Support EST Hours, at least through 2pm EST (MUST)
We are seeking a skilled Data Engineer with a strong background in Python, Pyspark, and cloud-based big data applications. The ideal candidate will develop in an Agile environment, contributing to the architecture, design, and implementation of Big Data product. This role involves hands-on coding and collaboration with multi-disciplined teams to achieve project objectives.
Responsibilities:
- Collaborate with developers to meet product deliverables.
- Implement scalable solutions.
- Develop ETL with large datasets using source data from various sources.
- Work independently and collaboratively in an Agile development environment.
- Contribute to detailed design, architectural discussions, and customer requirements sessions.
- Design and develop clear, maintainable code with automated testing using Pytest, unittest, etc.
- Learn and integrate with various systems, APIs, and platforms.
- Interact with a multi-disciplined team to clarify, analyze, and assess requirements.
- Actively participate in the design, development, and testing of big data product.
Required Skills and Experience:
- Hands-on experience with Python, Pyspark, Jupyter Notebooks, and Python environment controllers (Poetry, PipEnv).
- Hands-on experience with Spark.
- Proficiency with Relational Databases (Oracle, SQL Server, MySQL, Postgres, or similar) and NonSQL Databases (MongoDB or Table).
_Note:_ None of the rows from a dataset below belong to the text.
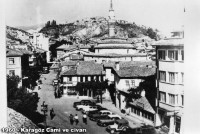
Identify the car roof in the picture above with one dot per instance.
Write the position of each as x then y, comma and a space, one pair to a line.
105, 111
115, 115
122, 121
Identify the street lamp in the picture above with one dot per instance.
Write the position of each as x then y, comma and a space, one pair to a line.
44, 109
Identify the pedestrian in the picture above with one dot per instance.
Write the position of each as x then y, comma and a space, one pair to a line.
39, 87
71, 118
76, 119
84, 118
52, 114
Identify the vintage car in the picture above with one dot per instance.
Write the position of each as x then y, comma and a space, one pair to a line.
119, 125
100, 115
83, 102
109, 120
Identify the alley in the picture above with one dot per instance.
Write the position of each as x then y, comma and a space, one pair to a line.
62, 108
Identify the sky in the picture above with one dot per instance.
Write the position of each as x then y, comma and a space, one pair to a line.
165, 15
- Familiarity with Databricks; experience with Azure Databricks is a plus.
- Expertise in data cleansing, transformation, and validation.
- Hands-on experience with any of these code versioning tools (GitHub, Azure DevOps, Bitbucket, etc.).
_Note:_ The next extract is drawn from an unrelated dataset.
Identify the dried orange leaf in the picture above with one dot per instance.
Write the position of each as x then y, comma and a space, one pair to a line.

- Experience building pipelines in GitHub (or Azure DevOps, Jenkins, etc.).
- Experience using Markdown to document code or automated documentation tools (e.g., PyDoc).
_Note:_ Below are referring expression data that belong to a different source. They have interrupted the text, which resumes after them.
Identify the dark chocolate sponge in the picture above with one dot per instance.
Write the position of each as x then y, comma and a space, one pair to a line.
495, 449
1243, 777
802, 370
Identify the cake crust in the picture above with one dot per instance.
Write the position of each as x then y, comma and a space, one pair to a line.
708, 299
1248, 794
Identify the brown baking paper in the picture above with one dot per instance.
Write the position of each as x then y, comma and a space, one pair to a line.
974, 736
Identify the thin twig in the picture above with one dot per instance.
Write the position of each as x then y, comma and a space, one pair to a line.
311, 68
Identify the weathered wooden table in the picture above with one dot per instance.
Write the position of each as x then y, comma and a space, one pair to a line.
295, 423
- Strong written and verbal communication skills.
- Self-motivated with the ability to work well in a team.
Additional Valuable Skills:
- Experience with data visualization tools (Power BI, Tableau).
- Familiarity with DEVOPS CI/CD tools and automation processes (Azure DevOps, GitHub, BitBucket).
- Knowledge of containers and their environments (Docker, Podman, Docker-Compose, Kubernetes, Minikube, Kind, etc.).
- Experience with Azure Cloud Services and Azure Data Factory.
Education:
Bachelor of Science degree from an accredited university.